Macquarie Group has lifted its full-year net profit by 49%, exceeding analyst expectations.
In the year to March 31, Macquarie delivered a net profit attributable to shareholders of $1.265 billion, a 49% increase on the $851 million recorded in the previous year.
Analysts had expected Macquarie's full-year profit to come in at $1.22bn.
In the same period, net operating income came to $8.132bn, a 22% increase on the $6.657bn posted in the previous year.
Macquarie announced a final ordinary dividend of $1.60 per share, 40% franked, which will be paid to shareholders on the register at May 16 on July 2.
The dividend came in below analyst expectations of $1.75 per share.
This brings the group's full-year ordinary dividend to $2.60, an increase on the $2 dividend paid in 2013 and representing a 67% dividend payout ratio.
A previously paid special dividend of $1.16 per share relating to the Sydney Airport distributions to eligible shareholders was also noted in the report.
Macquarie said it had assets under management at the end of March of $427bn, a 23% increase year-on-year, due largely to the favourable impact of the Australian dollar.

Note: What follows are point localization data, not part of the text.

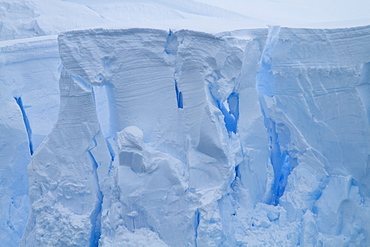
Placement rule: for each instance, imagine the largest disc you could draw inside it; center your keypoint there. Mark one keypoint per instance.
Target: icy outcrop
(29, 94)
(244, 138)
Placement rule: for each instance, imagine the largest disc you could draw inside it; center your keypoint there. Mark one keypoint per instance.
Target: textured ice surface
(245, 138)
(29, 96)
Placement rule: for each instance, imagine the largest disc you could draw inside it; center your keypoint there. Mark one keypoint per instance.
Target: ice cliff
(246, 138)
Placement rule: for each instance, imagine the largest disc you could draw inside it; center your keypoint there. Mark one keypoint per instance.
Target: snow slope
(153, 137)
(246, 138)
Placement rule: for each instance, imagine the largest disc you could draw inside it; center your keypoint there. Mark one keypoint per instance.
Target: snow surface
(161, 136)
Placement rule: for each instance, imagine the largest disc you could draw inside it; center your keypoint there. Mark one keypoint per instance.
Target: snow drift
(245, 138)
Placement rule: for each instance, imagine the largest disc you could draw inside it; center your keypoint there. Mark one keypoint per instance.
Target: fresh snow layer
(29, 18)
(245, 138)
(153, 137)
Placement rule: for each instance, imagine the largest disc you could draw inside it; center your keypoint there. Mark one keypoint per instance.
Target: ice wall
(29, 97)
(245, 138)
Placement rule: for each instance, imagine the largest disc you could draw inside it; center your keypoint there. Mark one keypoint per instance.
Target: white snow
(154, 123)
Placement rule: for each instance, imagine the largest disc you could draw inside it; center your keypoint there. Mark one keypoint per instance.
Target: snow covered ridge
(245, 138)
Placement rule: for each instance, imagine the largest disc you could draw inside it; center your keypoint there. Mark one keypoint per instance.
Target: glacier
(149, 137)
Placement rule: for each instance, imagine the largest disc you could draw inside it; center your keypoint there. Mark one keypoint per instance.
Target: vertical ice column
(65, 194)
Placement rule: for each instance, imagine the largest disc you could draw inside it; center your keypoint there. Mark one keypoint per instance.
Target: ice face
(30, 101)
(251, 138)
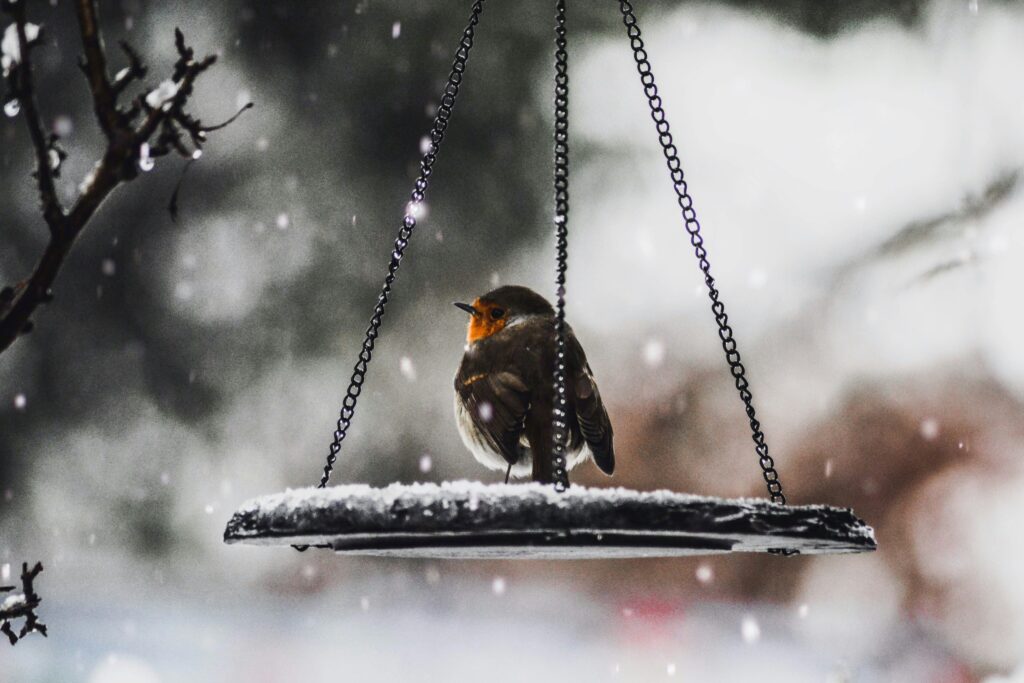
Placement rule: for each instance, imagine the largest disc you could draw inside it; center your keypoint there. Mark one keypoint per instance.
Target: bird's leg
(539, 435)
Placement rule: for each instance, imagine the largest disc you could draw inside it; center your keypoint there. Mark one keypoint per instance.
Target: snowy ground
(422, 624)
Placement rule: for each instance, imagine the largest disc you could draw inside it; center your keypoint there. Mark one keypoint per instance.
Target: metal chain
(408, 226)
(693, 227)
(560, 411)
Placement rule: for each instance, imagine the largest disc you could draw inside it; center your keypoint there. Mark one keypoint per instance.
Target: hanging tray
(463, 519)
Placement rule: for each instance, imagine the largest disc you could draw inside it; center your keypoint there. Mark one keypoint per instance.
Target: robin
(504, 390)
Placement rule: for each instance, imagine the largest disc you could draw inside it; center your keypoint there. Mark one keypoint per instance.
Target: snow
(10, 48)
(473, 519)
(12, 601)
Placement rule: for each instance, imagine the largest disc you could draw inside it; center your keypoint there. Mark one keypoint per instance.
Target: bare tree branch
(22, 86)
(153, 125)
(94, 66)
(23, 606)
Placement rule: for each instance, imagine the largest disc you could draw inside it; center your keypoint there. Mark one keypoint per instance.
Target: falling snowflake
(407, 369)
(751, 630)
(10, 48)
(163, 94)
(653, 352)
(930, 428)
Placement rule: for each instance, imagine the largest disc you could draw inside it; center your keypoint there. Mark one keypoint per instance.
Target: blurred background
(856, 167)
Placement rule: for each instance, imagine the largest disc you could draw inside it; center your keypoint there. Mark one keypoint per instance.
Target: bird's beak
(468, 308)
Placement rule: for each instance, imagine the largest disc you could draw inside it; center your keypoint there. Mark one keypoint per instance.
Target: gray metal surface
(473, 520)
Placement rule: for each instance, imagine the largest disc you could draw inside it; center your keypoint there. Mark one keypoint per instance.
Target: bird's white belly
(492, 459)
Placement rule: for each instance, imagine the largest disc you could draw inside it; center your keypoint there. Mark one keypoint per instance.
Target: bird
(504, 389)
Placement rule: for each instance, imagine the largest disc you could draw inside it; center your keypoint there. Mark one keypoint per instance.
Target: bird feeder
(465, 519)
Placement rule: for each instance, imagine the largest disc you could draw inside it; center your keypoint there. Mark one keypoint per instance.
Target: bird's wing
(594, 423)
(497, 402)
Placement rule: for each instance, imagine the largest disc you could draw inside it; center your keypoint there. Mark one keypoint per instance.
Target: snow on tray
(335, 516)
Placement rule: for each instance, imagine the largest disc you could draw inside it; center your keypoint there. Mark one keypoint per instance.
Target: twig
(23, 87)
(24, 608)
(153, 125)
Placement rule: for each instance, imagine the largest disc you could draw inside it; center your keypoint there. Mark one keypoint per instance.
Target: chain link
(401, 242)
(685, 202)
(560, 412)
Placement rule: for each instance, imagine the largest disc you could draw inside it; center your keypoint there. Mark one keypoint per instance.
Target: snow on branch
(153, 124)
(22, 606)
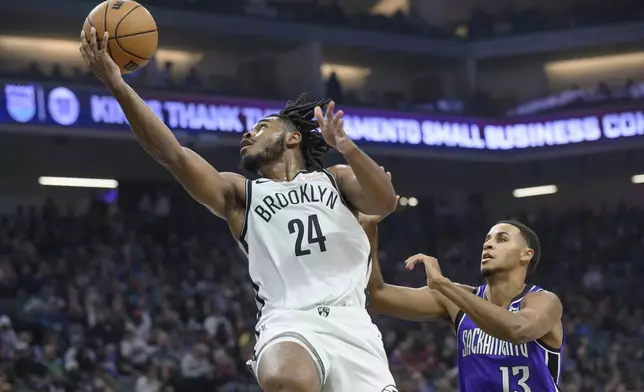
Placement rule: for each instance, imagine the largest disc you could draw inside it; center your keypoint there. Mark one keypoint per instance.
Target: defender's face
(503, 248)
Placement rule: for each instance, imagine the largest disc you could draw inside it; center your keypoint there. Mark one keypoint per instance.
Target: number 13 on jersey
(521, 373)
(313, 232)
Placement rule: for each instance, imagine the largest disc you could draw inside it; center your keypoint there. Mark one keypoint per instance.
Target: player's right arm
(397, 301)
(220, 192)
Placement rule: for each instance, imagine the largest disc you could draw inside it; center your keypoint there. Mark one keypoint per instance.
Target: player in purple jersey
(510, 333)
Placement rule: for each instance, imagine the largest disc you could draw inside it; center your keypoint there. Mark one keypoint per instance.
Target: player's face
(264, 144)
(504, 250)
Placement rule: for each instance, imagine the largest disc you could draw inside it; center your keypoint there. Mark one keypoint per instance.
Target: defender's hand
(98, 60)
(365, 219)
(433, 270)
(332, 128)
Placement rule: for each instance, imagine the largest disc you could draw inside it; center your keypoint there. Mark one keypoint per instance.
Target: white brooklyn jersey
(305, 248)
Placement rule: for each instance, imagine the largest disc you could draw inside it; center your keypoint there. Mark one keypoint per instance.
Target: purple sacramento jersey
(487, 364)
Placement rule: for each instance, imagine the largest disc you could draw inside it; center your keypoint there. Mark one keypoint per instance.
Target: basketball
(133, 32)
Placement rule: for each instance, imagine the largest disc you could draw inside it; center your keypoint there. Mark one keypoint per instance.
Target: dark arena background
(482, 110)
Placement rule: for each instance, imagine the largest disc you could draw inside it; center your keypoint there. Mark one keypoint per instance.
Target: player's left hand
(433, 270)
(332, 128)
(365, 219)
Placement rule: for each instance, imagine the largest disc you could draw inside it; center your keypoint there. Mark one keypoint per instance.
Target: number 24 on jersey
(312, 231)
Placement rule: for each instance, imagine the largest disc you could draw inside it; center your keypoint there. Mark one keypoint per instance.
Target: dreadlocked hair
(300, 114)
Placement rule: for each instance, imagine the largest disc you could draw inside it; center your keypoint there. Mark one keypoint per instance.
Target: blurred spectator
(148, 303)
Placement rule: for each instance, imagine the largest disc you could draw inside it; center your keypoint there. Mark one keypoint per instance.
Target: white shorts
(342, 341)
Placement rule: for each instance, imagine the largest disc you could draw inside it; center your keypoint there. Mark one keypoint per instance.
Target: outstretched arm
(397, 301)
(362, 182)
(540, 311)
(217, 191)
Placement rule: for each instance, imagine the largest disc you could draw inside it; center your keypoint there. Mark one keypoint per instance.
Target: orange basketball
(132, 29)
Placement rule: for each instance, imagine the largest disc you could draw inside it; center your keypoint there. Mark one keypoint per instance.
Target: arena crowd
(155, 296)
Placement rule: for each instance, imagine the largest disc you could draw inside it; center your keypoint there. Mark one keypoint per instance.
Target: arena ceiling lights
(535, 191)
(75, 182)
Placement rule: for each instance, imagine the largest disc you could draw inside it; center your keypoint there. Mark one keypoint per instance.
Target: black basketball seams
(107, 7)
(135, 34)
(116, 41)
(116, 36)
(116, 29)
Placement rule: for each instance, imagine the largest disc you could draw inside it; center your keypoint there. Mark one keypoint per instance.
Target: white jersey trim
(242, 236)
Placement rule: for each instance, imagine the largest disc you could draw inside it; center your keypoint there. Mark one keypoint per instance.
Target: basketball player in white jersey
(308, 256)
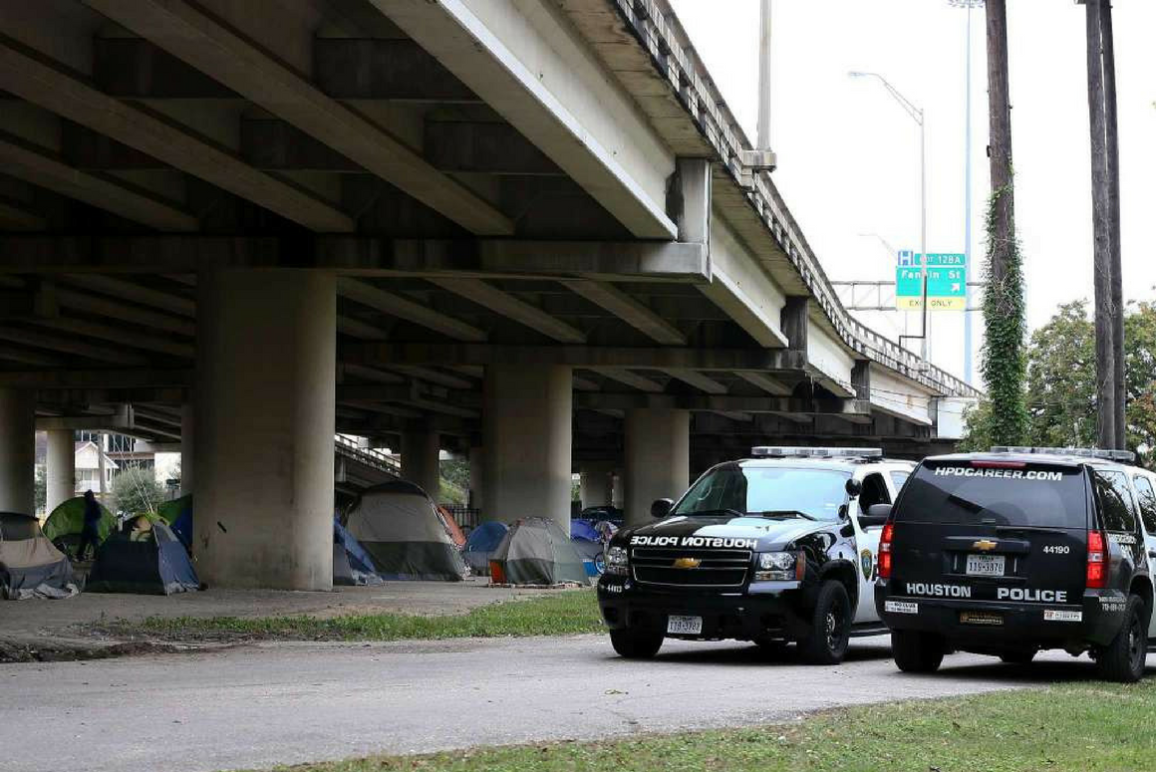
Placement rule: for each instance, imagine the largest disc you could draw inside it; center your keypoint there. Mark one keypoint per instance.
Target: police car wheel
(830, 626)
(1123, 660)
(636, 644)
(1017, 658)
(917, 652)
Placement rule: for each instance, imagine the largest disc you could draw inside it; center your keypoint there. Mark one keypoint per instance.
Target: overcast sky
(849, 156)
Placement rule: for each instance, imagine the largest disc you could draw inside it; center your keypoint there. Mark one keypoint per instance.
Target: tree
(136, 491)
(1003, 363)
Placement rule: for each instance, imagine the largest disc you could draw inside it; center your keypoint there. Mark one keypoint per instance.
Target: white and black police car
(1019, 550)
(773, 549)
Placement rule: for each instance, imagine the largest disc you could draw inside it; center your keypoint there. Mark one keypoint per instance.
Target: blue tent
(482, 541)
(584, 531)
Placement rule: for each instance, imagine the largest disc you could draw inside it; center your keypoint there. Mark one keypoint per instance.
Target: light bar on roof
(1125, 457)
(785, 452)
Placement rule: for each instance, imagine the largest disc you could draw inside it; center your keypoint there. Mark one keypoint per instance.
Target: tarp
(536, 551)
(29, 564)
(352, 564)
(480, 547)
(399, 526)
(67, 521)
(153, 563)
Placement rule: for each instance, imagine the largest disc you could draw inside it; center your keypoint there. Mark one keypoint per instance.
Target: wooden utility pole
(1102, 255)
(999, 148)
(1111, 136)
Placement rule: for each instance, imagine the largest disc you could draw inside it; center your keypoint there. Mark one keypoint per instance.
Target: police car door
(1146, 495)
(875, 490)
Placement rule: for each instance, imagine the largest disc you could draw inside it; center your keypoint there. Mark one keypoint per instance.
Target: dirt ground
(64, 624)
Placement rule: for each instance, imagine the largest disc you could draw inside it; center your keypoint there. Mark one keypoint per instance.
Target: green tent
(67, 520)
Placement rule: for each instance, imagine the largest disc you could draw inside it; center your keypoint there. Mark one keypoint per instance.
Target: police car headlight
(617, 561)
(778, 566)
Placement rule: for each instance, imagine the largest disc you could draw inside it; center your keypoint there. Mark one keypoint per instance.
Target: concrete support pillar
(264, 409)
(187, 445)
(597, 483)
(527, 429)
(17, 451)
(476, 475)
(60, 467)
(420, 451)
(658, 459)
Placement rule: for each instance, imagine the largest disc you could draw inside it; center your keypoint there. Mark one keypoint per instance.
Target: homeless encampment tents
(147, 559)
(536, 551)
(29, 564)
(352, 564)
(65, 524)
(402, 531)
(480, 547)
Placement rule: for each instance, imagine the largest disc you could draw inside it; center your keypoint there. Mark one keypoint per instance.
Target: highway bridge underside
(387, 229)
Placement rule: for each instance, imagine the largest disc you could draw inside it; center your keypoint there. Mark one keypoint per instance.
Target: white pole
(764, 75)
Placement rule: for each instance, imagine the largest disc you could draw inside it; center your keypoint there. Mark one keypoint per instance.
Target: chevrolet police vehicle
(1019, 550)
(773, 549)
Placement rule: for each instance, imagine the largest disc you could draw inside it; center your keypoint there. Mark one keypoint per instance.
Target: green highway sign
(947, 281)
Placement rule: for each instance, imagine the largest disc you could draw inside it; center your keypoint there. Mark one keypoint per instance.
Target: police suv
(1019, 550)
(773, 549)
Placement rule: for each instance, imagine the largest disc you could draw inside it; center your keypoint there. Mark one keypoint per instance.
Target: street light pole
(917, 114)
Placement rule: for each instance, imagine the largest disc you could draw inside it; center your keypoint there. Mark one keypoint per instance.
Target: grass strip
(558, 613)
(1071, 728)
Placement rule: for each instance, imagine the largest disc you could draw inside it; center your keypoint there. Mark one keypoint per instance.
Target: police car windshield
(777, 491)
(973, 492)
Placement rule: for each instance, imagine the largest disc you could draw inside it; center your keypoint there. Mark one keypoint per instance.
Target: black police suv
(1014, 551)
(772, 549)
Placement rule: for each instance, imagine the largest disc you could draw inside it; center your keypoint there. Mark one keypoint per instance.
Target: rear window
(1031, 495)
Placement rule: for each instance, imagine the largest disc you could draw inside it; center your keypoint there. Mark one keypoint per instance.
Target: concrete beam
(201, 41)
(577, 356)
(39, 168)
(512, 307)
(409, 310)
(549, 111)
(361, 257)
(625, 307)
(29, 78)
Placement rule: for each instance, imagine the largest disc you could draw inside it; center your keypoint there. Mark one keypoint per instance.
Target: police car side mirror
(661, 507)
(876, 516)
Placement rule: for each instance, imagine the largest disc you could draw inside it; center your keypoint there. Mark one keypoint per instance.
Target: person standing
(90, 534)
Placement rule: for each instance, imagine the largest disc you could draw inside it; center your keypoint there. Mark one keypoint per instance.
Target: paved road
(258, 706)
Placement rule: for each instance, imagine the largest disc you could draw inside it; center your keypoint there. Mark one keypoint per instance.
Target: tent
(29, 564)
(352, 564)
(452, 527)
(145, 561)
(65, 524)
(401, 529)
(480, 547)
(536, 551)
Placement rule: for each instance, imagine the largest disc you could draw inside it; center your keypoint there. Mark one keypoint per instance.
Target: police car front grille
(717, 569)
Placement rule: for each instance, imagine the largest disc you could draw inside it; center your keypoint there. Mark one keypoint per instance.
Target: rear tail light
(1097, 561)
(884, 551)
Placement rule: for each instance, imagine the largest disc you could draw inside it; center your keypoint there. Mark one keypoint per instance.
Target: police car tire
(636, 644)
(917, 652)
(1118, 661)
(815, 647)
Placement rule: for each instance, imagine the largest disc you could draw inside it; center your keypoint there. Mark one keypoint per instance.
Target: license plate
(901, 607)
(684, 625)
(980, 617)
(986, 565)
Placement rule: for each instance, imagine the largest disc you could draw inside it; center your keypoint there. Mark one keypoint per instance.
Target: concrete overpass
(527, 230)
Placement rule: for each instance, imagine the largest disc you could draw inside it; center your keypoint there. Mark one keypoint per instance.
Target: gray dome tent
(536, 551)
(29, 564)
(402, 531)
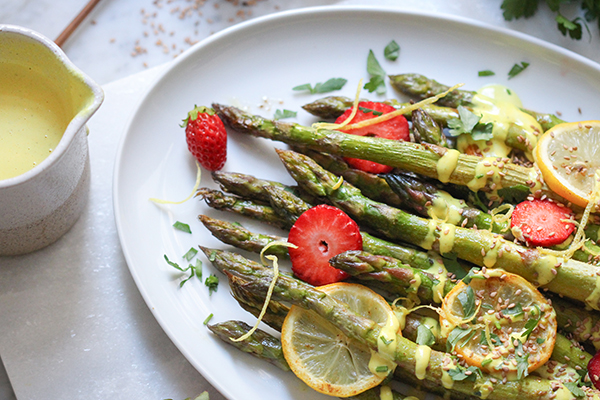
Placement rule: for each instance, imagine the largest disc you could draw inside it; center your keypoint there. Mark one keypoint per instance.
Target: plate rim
(266, 20)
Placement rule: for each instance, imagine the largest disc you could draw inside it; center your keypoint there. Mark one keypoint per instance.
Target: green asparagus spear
(372, 186)
(222, 201)
(426, 129)
(268, 348)
(420, 87)
(428, 200)
(259, 344)
(367, 332)
(471, 171)
(569, 278)
(333, 106)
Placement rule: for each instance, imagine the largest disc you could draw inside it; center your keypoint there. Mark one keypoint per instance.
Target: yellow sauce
(32, 119)
(500, 106)
(447, 164)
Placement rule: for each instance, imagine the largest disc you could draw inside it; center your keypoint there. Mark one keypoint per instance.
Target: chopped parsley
(182, 227)
(328, 86)
(425, 336)
(191, 253)
(377, 81)
(517, 69)
(282, 114)
(195, 270)
(391, 51)
(212, 282)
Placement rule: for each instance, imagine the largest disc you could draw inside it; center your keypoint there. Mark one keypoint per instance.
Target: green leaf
(486, 72)
(281, 114)
(425, 336)
(517, 69)
(515, 9)
(467, 301)
(190, 254)
(182, 227)
(212, 282)
(328, 86)
(574, 389)
(377, 74)
(391, 51)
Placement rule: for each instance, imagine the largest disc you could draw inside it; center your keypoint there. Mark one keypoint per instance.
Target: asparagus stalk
(426, 129)
(260, 344)
(367, 332)
(408, 156)
(333, 106)
(222, 201)
(569, 278)
(421, 87)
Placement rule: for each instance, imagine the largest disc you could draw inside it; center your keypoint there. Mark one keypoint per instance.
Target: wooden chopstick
(62, 38)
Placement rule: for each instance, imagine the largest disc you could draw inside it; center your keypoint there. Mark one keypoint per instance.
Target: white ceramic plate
(255, 65)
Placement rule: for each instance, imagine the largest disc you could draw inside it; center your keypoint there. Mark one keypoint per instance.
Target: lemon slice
(500, 323)
(568, 155)
(322, 356)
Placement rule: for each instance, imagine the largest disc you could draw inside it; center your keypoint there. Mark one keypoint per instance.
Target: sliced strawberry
(321, 233)
(594, 370)
(395, 129)
(542, 222)
(206, 137)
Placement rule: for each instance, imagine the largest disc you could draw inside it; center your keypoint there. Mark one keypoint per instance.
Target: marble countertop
(72, 323)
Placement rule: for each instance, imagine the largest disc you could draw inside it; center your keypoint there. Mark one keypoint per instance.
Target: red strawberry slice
(542, 222)
(395, 129)
(320, 233)
(206, 137)
(594, 370)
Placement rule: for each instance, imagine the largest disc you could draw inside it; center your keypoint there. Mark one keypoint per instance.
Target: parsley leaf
(468, 123)
(281, 114)
(517, 69)
(212, 282)
(425, 336)
(328, 86)
(182, 227)
(391, 51)
(486, 72)
(574, 389)
(190, 254)
(377, 82)
(467, 302)
(515, 9)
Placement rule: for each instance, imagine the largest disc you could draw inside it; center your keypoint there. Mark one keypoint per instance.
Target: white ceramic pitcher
(38, 206)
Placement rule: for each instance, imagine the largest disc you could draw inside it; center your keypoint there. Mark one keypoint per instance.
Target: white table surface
(72, 322)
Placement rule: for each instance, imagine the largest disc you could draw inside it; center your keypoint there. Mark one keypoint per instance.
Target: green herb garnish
(391, 51)
(377, 82)
(517, 69)
(182, 227)
(329, 86)
(212, 282)
(282, 114)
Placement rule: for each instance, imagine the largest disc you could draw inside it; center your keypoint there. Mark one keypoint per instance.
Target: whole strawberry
(206, 137)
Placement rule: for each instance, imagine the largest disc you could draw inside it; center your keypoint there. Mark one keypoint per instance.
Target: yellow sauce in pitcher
(33, 118)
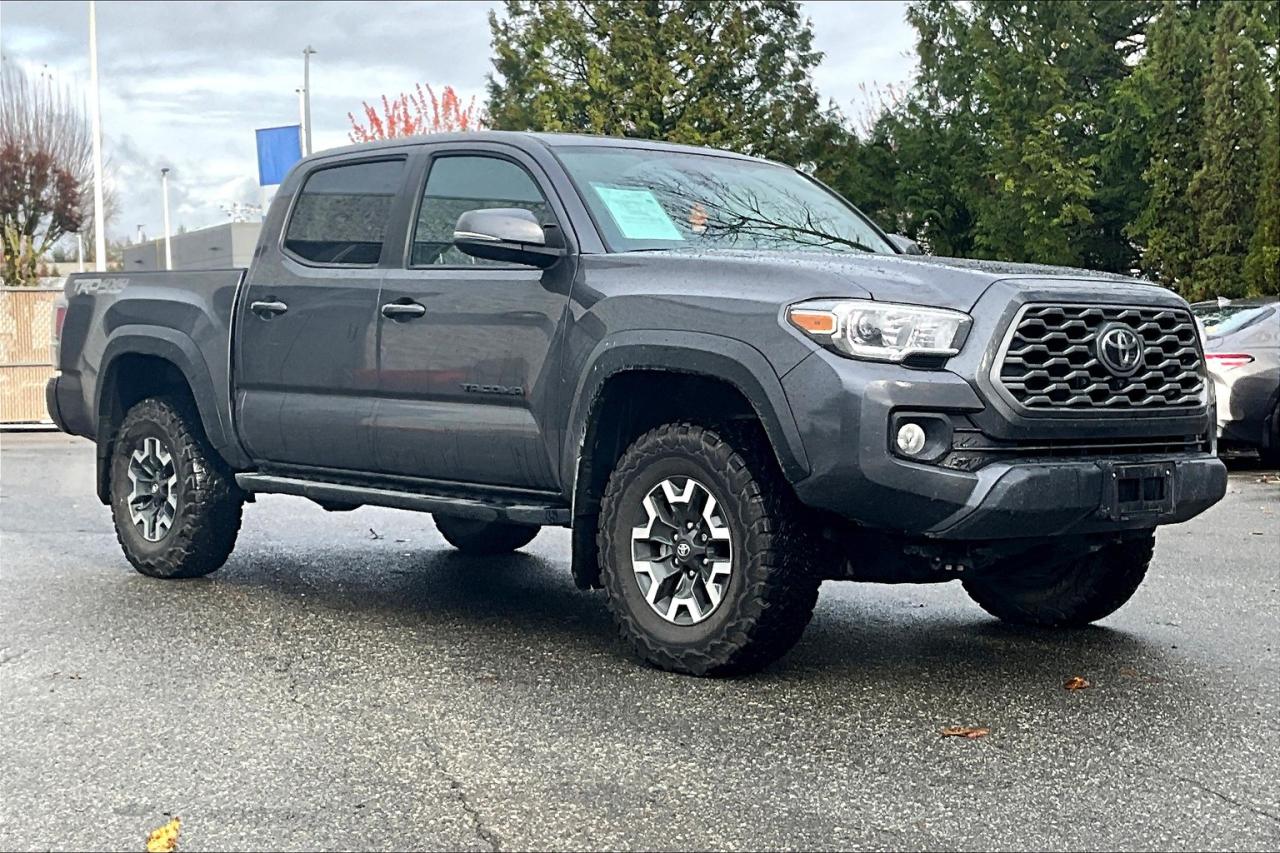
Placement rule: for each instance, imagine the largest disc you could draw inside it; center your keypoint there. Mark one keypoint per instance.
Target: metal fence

Macquarie chief executive Nicholas Moore said global market conditions continued to improve in fiscal 2014, which had contributed to a significant increase in the group's operating income and profit.
Mr Moore said international income accounted for 68% of the group’s total income for fiscal 2014, with the Americas accounting for 35% of total income, compared with 32% from Australia.
"This reflects the favourable impact of foreign exchange movements, the organic growth of the group’s operations in the Americas, as well as a number of successful acquisitions in the region in recent years, including Delaware Investments and Constellation Energy’s downstream gas business," he said.
"The Americas also became Macquarie Capital’s largest income contributor for the first time, exceeding its very successful Australian business."
Operating expenses in fiscal 2014 came to $6bn, a 15% increase on fiscal 2013, while employment expenses grew 14% year-on-year to $3.7bn.